Aphria called the all-stock tie-up a “reverse acquisition” of Tilray in which Aphria’s shareholders will end up holding about 62 percent of the stock in the new company, which will operate under Tilray’s name and trade under its ticker symbol on the Nasdaq.
“We are bringing together two world-class companies that share a culture of innovation, brand development and cultivation to enhance our Canadian, US, and international scale as we pursue opportunities for accelerated growth with the strength and flexibility of our balance sheet and access to capital,” said Aphria CEO Irwin Simon, who will serve as chairman and chief executive of the combined firm.
Both companies’ stock prices soared on the news — Tilray shares climbed as much as 26 percent to $9.95 in early trading while Aphria’s jumped as much as 6.5 percent to $8.65.
Shares in rival pot companies tumbled, with Canopy Growth Corporation dropping as much as 2.6 percent to $26.06 while Aurora Cannabis slid 4.2 percent to $9.78.
The new Tilray, valued at about $3.9 billion, will be the leading licensed cannabis producer in Canada — home to a $2.4 billion market for legal weed — with an expansive portfolio of products including marijuana flower, oils, edibles and pre-rolled joints, among other items, according to a news release.
The firm will also look to expand Aphria’s existing footprint in the budding medical marijuana market in Germany and other European countries, the companies said.
And it will have a foothold in the US, where a growing number of states are legalizing cannabis for recreational use.
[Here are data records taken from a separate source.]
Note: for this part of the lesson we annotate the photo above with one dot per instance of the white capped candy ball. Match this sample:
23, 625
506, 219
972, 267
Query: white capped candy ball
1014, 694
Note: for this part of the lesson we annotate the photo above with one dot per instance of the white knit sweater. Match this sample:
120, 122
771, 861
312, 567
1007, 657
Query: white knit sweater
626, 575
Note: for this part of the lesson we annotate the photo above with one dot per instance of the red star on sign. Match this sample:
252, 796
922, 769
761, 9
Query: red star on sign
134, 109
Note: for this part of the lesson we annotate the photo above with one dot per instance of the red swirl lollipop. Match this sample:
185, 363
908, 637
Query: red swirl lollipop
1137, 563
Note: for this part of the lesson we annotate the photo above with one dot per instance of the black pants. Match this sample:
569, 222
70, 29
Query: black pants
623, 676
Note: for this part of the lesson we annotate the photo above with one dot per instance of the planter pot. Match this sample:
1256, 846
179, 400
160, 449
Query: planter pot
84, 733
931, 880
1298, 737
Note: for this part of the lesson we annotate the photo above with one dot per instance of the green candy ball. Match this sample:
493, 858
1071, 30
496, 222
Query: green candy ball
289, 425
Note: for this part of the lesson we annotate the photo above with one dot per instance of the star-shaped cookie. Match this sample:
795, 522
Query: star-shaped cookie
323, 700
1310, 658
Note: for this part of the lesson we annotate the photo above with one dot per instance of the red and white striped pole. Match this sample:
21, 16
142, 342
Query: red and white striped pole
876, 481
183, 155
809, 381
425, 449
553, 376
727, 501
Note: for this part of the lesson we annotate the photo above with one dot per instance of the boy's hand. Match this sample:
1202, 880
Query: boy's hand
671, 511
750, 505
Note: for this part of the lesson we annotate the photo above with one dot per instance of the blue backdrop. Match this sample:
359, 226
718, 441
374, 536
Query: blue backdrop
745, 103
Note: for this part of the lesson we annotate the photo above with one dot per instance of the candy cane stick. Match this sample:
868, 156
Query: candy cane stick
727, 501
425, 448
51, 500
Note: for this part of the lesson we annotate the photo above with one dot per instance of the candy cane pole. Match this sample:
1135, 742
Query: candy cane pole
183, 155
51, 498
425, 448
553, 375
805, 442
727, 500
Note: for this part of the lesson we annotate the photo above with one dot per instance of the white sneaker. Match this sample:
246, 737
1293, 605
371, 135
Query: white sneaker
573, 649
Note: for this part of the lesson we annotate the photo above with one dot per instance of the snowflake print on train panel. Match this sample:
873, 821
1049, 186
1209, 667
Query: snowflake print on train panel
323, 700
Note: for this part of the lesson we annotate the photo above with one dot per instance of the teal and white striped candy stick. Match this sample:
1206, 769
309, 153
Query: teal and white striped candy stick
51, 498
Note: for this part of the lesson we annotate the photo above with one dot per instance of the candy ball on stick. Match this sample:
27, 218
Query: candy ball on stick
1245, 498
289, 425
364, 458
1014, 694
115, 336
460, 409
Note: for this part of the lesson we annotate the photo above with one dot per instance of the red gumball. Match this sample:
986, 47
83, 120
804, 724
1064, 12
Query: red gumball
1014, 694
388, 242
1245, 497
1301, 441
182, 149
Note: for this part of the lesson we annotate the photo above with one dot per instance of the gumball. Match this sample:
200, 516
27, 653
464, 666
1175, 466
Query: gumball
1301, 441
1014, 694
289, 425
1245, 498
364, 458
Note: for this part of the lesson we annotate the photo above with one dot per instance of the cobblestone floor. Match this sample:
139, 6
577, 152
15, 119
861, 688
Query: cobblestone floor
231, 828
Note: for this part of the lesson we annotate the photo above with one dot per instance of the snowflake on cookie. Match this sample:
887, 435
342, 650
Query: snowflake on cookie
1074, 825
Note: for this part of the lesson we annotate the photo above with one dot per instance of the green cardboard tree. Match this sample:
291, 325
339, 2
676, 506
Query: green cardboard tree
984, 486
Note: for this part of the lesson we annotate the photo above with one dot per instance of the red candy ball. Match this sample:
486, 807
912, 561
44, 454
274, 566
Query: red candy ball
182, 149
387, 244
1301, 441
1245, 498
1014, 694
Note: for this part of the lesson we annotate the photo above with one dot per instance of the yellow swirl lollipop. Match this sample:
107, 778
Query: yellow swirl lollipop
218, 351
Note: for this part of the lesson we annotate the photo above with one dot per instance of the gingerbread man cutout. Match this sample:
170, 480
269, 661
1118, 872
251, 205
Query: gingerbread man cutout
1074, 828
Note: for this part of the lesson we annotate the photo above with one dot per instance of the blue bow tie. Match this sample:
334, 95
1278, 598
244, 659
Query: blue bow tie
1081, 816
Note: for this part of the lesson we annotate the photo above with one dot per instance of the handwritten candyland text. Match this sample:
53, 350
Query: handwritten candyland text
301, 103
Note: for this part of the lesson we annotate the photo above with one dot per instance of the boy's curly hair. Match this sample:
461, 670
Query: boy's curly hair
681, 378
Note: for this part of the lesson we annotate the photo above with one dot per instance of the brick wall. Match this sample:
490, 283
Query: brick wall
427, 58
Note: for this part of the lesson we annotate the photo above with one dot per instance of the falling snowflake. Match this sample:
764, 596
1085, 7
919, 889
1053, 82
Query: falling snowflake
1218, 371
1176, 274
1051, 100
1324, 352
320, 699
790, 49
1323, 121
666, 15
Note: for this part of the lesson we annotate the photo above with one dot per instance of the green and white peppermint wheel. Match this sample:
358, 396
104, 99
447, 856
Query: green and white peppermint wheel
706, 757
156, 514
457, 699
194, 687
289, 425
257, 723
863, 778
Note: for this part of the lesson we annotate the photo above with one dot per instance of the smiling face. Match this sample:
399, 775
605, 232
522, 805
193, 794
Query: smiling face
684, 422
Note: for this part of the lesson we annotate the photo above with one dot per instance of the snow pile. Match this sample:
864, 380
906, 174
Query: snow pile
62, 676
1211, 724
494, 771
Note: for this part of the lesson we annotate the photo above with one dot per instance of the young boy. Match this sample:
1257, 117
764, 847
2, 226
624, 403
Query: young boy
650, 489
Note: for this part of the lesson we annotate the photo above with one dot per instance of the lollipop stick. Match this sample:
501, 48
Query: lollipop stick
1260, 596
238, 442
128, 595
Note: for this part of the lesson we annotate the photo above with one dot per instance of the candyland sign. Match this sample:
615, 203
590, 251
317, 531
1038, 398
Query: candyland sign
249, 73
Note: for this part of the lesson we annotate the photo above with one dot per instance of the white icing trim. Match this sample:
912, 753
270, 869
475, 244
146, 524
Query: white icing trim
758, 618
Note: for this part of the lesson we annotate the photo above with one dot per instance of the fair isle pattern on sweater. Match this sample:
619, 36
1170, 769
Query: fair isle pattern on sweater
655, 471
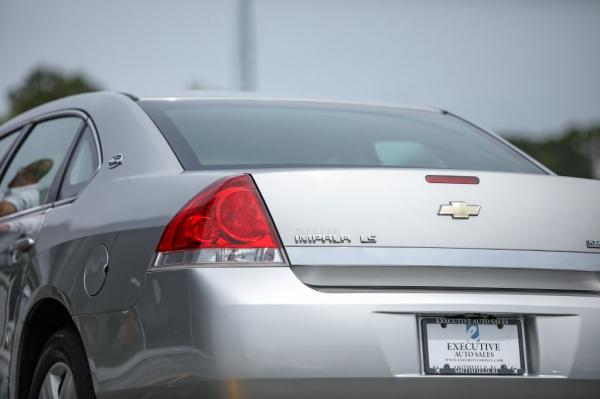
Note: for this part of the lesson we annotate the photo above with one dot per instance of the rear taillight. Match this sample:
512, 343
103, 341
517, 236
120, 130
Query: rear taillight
226, 224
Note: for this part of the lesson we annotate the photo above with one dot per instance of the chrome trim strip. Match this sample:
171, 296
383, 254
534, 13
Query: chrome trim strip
452, 257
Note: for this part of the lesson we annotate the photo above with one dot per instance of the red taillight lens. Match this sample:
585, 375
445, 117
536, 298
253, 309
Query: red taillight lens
228, 214
226, 223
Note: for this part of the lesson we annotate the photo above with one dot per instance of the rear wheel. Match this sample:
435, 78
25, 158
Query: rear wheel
62, 371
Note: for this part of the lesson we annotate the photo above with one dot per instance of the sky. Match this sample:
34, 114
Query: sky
529, 67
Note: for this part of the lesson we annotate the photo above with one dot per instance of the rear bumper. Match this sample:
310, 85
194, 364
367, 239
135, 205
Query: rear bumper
261, 333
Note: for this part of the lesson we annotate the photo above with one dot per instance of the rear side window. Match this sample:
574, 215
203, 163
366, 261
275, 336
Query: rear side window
31, 172
231, 134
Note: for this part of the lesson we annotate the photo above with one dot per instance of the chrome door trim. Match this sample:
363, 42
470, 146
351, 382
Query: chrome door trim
450, 257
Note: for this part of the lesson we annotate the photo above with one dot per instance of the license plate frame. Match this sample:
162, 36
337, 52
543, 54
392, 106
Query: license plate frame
487, 322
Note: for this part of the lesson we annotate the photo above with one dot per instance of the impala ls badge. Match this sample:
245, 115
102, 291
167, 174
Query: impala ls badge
459, 210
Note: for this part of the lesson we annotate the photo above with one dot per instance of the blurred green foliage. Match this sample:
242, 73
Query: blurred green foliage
574, 153
45, 84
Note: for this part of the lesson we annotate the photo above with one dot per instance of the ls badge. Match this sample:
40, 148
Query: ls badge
459, 210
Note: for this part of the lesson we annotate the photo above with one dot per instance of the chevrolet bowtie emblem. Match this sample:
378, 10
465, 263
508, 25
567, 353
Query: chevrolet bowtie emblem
459, 210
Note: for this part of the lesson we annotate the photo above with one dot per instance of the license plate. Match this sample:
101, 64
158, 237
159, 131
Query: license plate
472, 346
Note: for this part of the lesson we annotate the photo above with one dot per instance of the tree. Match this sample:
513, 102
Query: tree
575, 153
44, 84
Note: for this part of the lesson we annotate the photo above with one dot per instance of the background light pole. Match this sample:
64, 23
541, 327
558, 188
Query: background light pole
246, 56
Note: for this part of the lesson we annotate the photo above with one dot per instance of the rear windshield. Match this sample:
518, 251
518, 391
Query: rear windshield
254, 134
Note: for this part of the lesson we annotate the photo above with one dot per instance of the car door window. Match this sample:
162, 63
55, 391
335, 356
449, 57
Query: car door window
6, 142
82, 166
31, 172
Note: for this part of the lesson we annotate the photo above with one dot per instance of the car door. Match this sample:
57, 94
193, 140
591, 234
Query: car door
27, 190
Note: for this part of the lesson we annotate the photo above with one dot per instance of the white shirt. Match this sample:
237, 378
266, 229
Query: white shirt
23, 197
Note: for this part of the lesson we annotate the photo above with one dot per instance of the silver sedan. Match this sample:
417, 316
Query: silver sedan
261, 248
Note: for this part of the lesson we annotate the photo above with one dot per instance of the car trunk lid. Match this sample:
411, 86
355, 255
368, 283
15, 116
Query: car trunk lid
381, 227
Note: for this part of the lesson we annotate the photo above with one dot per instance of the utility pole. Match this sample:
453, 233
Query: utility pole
246, 57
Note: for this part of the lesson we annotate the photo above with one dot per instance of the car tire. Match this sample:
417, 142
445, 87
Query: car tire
62, 369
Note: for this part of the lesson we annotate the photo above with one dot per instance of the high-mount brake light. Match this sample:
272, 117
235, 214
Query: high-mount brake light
225, 224
448, 179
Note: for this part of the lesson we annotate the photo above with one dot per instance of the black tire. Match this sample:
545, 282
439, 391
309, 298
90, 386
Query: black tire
65, 347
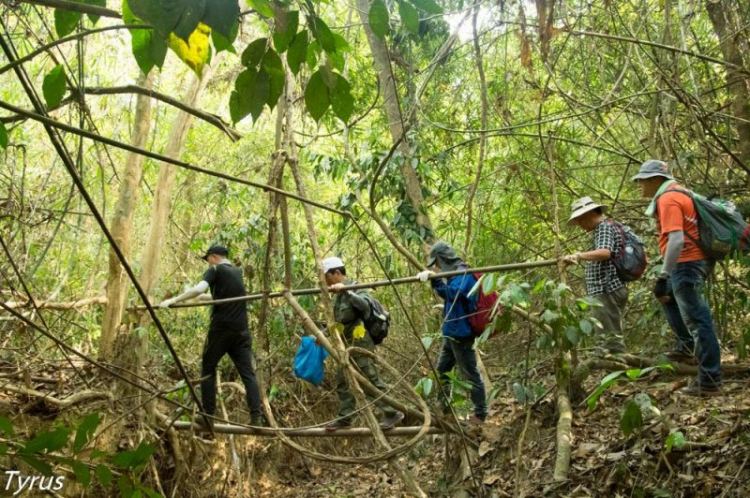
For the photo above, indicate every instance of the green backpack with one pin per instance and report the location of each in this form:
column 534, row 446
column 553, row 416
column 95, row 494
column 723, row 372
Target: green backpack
column 722, row 231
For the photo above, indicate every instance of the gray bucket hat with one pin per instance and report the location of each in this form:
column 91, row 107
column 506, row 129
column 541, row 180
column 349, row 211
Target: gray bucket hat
column 582, row 206
column 444, row 255
column 652, row 168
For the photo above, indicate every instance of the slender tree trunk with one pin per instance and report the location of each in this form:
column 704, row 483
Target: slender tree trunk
column 122, row 222
column 724, row 19
column 395, row 119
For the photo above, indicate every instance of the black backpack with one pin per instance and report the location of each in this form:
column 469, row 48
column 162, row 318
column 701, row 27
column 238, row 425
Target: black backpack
column 631, row 260
column 379, row 321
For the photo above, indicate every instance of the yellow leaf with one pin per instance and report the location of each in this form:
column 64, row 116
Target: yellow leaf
column 194, row 53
Its American portfolio will include SweetWater Brewing Company, which sells weed-inspired craft beers, and Manitoba Harvest, a purveyor of hemp and CBD products.
Aphria is also interested in using Tilray’s Canadian beverage facility to produce drinks laced with THC, the psychoactive ingredient in marijuana, according to Bloomberg News, which first reported on the deal.
Tilray and Aphria say the deal will achieve pre-tax cost savings of 100 million Canadian dollars, or roughly $78 million, within two years after it’s complete. The deal is expected to close in the second quarter of next year.
Tilray was previously owned by Privateer Holdings, a cannabis-focused private equity fund reportedly backed by Silicon Valley tycoon Peter Thiel. Privateer agreed to gradually release its majority stake in Tilray under a deal the companies closed in December 2019.